On the streets of St. Petersburg and Moscow, Tuesday's nuclear accident at Sasnovyi seemed to make little impression on a population already overwrought with the problems of daily survival. ""People here live, struggle and survive"", said Kira Petrovna, one of several women standing in line on Gertsen Street in St. Petersburg. The women were much more concerned with buying sugar than about radiation or iodine poisoning. ""We have other things to worry about"", she said. But the cumulative effect of the news seemed to exasperate others, ""I feel like I'm living on a time bomb"", quipped Konstantin Osipov, a young father and entrepreneur living in St. Petersburg. The usual Russian skepticism toward government information was also apparent in the number of people who refused lo believe reports. ""Generally, I don't know if I believe what they're saying or not"", said Natasha Nalivaiko, a 23-year-old graduate student, interviewed Wednesday on Pushkin Square.
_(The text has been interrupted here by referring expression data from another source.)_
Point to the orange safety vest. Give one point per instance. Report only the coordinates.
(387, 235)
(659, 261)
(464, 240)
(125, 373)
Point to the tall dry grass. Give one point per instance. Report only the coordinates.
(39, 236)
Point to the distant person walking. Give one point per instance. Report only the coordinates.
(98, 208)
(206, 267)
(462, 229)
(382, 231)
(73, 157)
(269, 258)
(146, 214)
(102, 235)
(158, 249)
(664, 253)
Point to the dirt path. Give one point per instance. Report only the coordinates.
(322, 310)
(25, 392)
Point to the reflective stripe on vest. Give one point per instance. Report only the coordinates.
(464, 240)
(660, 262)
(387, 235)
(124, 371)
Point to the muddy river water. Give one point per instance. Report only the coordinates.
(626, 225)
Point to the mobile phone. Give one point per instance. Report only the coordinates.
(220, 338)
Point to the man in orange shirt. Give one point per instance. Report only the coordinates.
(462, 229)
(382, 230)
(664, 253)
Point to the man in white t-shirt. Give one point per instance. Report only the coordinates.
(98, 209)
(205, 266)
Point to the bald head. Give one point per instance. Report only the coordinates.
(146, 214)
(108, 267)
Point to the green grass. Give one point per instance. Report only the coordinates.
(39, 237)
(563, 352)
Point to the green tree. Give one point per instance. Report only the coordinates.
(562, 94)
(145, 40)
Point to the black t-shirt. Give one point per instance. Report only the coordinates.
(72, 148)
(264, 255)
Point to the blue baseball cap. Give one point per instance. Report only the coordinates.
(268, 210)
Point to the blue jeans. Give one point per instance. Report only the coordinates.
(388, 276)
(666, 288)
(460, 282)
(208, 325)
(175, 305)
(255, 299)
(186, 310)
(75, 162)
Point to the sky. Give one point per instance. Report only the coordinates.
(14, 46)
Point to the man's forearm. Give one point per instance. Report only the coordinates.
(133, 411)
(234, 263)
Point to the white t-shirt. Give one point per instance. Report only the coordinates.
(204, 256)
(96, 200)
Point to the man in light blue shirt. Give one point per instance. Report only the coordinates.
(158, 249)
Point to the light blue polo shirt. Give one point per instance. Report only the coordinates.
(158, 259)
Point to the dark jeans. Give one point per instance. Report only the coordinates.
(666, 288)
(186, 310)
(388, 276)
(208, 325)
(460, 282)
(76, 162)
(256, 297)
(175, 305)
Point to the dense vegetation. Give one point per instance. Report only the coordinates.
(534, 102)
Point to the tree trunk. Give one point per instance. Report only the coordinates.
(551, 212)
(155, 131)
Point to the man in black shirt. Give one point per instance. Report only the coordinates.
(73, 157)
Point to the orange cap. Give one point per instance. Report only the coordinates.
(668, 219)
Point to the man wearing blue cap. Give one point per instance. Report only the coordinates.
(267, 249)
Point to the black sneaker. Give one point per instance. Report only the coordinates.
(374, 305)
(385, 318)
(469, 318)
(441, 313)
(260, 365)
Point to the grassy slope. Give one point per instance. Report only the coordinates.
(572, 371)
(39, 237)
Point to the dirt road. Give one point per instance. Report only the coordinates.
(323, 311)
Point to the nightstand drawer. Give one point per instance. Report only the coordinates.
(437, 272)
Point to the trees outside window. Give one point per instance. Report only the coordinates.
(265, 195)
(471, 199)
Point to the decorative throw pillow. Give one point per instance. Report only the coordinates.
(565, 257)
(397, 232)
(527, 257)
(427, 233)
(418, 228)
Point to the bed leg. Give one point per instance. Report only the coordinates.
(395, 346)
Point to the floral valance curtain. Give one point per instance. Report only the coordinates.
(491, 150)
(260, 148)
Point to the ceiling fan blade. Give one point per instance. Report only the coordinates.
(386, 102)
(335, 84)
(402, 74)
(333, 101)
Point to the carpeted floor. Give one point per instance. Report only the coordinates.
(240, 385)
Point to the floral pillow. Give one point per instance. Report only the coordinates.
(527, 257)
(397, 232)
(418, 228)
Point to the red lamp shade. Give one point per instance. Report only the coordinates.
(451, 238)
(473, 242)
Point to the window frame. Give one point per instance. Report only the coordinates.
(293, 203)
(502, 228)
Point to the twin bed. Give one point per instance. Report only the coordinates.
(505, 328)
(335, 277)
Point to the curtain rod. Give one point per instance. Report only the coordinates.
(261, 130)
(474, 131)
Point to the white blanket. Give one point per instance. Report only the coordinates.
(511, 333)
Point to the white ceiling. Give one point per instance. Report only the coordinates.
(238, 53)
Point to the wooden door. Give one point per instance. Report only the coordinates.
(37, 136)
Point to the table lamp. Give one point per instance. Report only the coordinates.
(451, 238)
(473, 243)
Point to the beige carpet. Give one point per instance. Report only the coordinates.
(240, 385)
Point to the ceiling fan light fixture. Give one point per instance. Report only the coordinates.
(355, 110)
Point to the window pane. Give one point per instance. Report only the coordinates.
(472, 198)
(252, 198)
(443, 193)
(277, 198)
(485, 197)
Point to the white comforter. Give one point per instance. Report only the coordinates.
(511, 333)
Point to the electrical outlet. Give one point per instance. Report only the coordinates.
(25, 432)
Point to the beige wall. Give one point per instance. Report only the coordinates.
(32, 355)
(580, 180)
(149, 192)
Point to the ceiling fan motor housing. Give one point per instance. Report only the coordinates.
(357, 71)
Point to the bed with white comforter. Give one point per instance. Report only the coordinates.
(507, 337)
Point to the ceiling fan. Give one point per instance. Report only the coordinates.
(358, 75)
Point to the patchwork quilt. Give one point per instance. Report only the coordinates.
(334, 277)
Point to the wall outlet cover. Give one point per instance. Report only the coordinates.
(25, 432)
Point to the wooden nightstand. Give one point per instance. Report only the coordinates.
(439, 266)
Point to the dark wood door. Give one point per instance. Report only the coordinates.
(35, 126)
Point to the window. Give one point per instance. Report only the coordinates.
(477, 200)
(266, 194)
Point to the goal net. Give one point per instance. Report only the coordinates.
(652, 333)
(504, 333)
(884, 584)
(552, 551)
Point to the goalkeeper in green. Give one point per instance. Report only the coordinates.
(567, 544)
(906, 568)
Embassies caught off guard by nuclear accident

For many embassies, caught off-guard by Tuesday's accident at a nuclear power station near St. Petersburg, the episode underscored the importance of reviewing existing emergency plans. Several spokesmen said their embassies have general emergency and evacuation plans, but declined to say whether they had specific plans for dealing with an environmental disaster such as a massive release of radiation into the atmosphere. A consular officer at one Western embassy, who asked that his name be withheld, expressed concern about responses to a nuclear emergency. ""Few of the embassies have specific plans that address such things as where to get fuel, emergency lighting and heating, ample food and water"", he said. ""The episode highlights the crying need for us to consider specifically, with a step-by-step approach, what to do"".